In 1997, a young ecologist named Suzanne Simard injected radioactive carbon into a birch tree in a British Columbia forest and waited. Within hours, the isotope appeared in a neighboring Douglas fir. The trees weren't touching. Their roots didn't intertwine. Yet carbon flowed between them through an invisible underground highway: a network of fungal threads connecting their roots.
The Architects of Underground Networks
Most of what we call a fungus lives underground. The mushrooms we see are merely fruiting bodies—the reproductive organs of organisms whose true form is mycelium, a web of microscopic tubes that can sprawl for kilometers. The largest known organism on Earth is a honey mushroom in Oregon's Blue Mountains that covers nearly 10 square kilometers and has been alive for millennia. This single fungus is older than human civilization and larger than 1,200 football fields.
These mycelia don't grow aimlessly. They wrap around or bore into tree roots, forming mycorrhizal partnerships where fungi trade water and minerals for the sugars that trees produce through photosynthesis. The fungi keep roughly 30% of that sugar as payment. But the network does more than facilitate bilateral exchanges. It connects entire forests, linking dozens of tree species through shared fungal partners.
Chemical Conversations in Three Dialects
Fungi communicate through chemical signals that float through air and flow through soil water, but calling them simple messengers misses the sophistication of the system. They're more like polyglots who both speak and interpret multiple chemical languages depending on context.
The communication happens at three levels. Within a single fungus, bioelectrical signals pulse through the mycelial network much like signals in animal nervous systems. Research by Andrew Adamatzky at the University of the West of England suggests these electrical patterns may constitute a form of language, with mycelia using some of the same amino acids that animal brains use to transmit information.
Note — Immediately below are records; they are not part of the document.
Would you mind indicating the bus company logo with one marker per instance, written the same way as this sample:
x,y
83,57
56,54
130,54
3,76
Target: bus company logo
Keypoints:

Between fungi of the same species, pheromones coordinate mating. Individual mycelia release chemical attractants and "sniff" out compatible partners, growing toward them. When two mycelia meet, they exchange signals to negotiate their relationship—whether to fuse into a larger organism, coexist peacefully, or engage in chemical warfare for territory.
The third dialect is interspecies communication, where fungi broker deals and share information across the forest. Approximately 250 volatile organic compounds produced by fungi have been identified as mediators of these interactions, though that number likely represents a fraction of the total chemical vocabulary.
What Trees Say Through Fungal Wires
When Simard's 1997 Nature paper demonstrated that carbon flowed between trees through fungal networks, it upended assumptions about forest ecology. Trees weren't just competing for resources—they were sharing them. The exchange is bidirectional and responsive to need. When Douglas fir becomes shaded in summer and photosynthesis slows, birch trees send excess carbon through the network. In fall, when birch loses its leaves, the transfer reverses.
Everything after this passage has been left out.